The unexpected money could be related to a 2023 scandal, lawmakers say. The former comptroller general, Richard Eckstrom, a Republican, resigned under pressure that year after a software error double counted some funds, leading to the eventual realization that the state had $3.5 billion less than it thought it had.
“We had to restate our cash position; we had $3.5 billion less in cash,” Mr. Grooms said. “If this $1.8 billion is not real, then the restatement will have to be larger.”
“That’s a real problem if your banker can’t certify if you have $1.8 billion or not. It’s a problem if the banker can’t tell you whose money it is,” he said.

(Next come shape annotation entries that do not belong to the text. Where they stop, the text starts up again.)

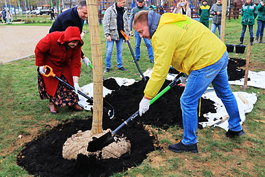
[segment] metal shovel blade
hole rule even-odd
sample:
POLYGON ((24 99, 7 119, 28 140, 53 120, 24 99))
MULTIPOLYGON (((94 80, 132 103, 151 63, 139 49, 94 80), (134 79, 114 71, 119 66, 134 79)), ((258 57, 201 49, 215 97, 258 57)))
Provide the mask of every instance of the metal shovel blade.
MULTIPOLYGON (((108 145, 107 145, 108 142, 111 141, 111 140, 108 141, 110 138, 113 139, 114 141, 114 138, 112 137, 111 135, 111 132, 109 131, 99 138, 96 138, 89 142, 86 150, 89 152, 96 152, 101 150, 104 147, 108 145)), ((109 144, 110 143, 109 143, 109 144)))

The state auditor, George L. Kennedy III, told the State Senate last month that he knew the money was there in 2017, but considered it not “relevant” because he believed it was there temporarily.
The issue could bring out another problem, officials say. Mr. Loftis said on Tuesday he was “terribly concerned” that the state’s AAA credit rating might be in jeopardy.
So where to spend this windfall, if there is one? That will not be decided until it is determined if it was earmarked to go somewhere already.
“Everyone wants a piece,” Mr. Grooms said. “You’ll have the House and Senate fighting over how to appropriate it: taxpayer rebates, highway construction, new school construction.”
Governor McMaster said in his news conference: “That’s a lot of money, and there’s no need to hurry up and try to spend money. We don’t know where it was supposed to go or what the purpose was supposed to be or anything else at this point. I think we need to find that out.”
While there is disagreement over his role, few would dispute Mr. Loftis’s remark at the hearing on Tuesday: “Unless I’m misjudging this, this is not over by a long way.”